Our synthetic populations assume that reads used have been reliably sequenced, while in real-life experiments errors are introduced from a variety of sources. In this work to each experimental dataset we have applied the same filtering procedures originally reported by their authors to simplify the study and to obtain results that are more directly comparable with those already reported, the only exception being the datasets corresponding to human faecal samples, where we discarded reads with ambiguous bases (N).

Typically, the most stringent filtering processes will exclude a large amount of reads from an extensive sequencing effort, sometimes reducing their number to less than a tenth of the initial amount, and unique sequences to cluster to less than two orders of magnitude, yet still leaving enough reads to estimate biodiversity in environments with an expected low diversity.

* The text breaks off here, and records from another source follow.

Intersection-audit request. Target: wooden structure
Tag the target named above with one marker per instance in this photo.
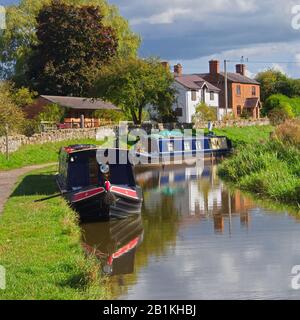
(79, 111)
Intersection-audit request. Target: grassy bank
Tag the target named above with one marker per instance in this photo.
(270, 169)
(38, 153)
(40, 246)
(246, 135)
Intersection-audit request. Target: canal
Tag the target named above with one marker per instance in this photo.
(197, 240)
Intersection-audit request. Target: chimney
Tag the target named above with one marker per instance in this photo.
(214, 66)
(241, 69)
(166, 65)
(178, 69)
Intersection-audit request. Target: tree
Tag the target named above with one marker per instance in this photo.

Since we are concerned with the efficient use of runs when analysing samples with a relatively high diversity content, we took a different route to ensure keeping high-quality reads, while discarding the minimum amount of information possible. It is known that a large number of high-quality reads may include a minute number of random sequencing errors (to the order of 1%), which can generally be accommodated by the diversity allowed, according to the OTU definition.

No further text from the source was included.